It's the music, finally, that counts most -- Gussow gives his story its own soundtrack, one of restlessness and yearning, of his struggle to capture the Sound: "The Sound was Southern-bound, it was cocky, playful, manic, chucking, resentful, edgy, comforting, relentless. It took incredible lip strength and finesse to produce. It was sexual. It was the haunted, restless feeling of a guy's apartment late at night after the woman who used to live there had moved out. It was whatever nasty things she was doing with the other guy-a virile sensitive soulmate-this very minute. It was the best way of beating those visions back into the ghoulish cave they had crawled out of. Working hard at the Sound was a socially acceptable way of sobbing, raging, and primal-screaming from a hot heart while pretending merely to be practicing." A little of this kind of writing goes a long way, and there's an awful lot of it here. Granted, it's a real challenge to maintain a level of excitement in writing about music page after page, particularly about blues, a genre built on the same few chords locked in a repetitious groove. So it's forgivable that Gussow often leans out a little far: "The sidewalk scene dissolved; I was wandering in a garden of earthly delights, hands cupped against the sweet cold fluid air. Every bent note was a pitch-perfect arrow puncturing the gray dusk. You only live now. Blue notes danced and spun, lines endlessly unfolding like so many wrapped gifts laid bare." You have to remind yourself that he's talking about a harmonica, one of the more prosaic of instruments.

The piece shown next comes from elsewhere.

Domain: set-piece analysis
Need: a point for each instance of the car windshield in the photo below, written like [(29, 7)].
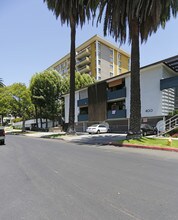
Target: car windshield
[(95, 125)]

For all Gussow's breathless adjectives and action verbs, he's frustratingly vague about the technical aspects of the duo's "huge raw perfect sound." The book's photos show Gussow with effects pedals at his feet, but he makes no mention of them; he doesn't mention the basic information that he plays in "cross harp" style until page 386; Mister Satan's "phase-shifted guitar wash and deafening clatter" is described pretty much only in metaphorical terms, as, for instance, "an endlessly unrolling Persian carpet with gristle and clanks added." Gussow is so good at getting inside his playing that the narrative sags whenever it moves to other topics. A hefty amount of the bloat deals with his failed relationships. We meet mercurial crackhead Robyn and inconstant ex-fat girl Gail, but mostly there's erratic, irritable hyperfeminist Helen. Gussow tells us on page 30 that Helen left him back in 1984, so we're predisposed to dislike her, and we indeed do. "Most men had a girlfriend," he writes. "I had Aphrodite crossed with Kali the Destroyer, She of infinite ravenous limbs." Worse, the book's artfully jumbled narrative, with short sections ordered sort of sequentially on several tracks, dooms us to read about Helen over the entire course of the book. We think we're finally through with her, and then: "1983. Things with Helen had turned out surprisingly well . . ." Enough already!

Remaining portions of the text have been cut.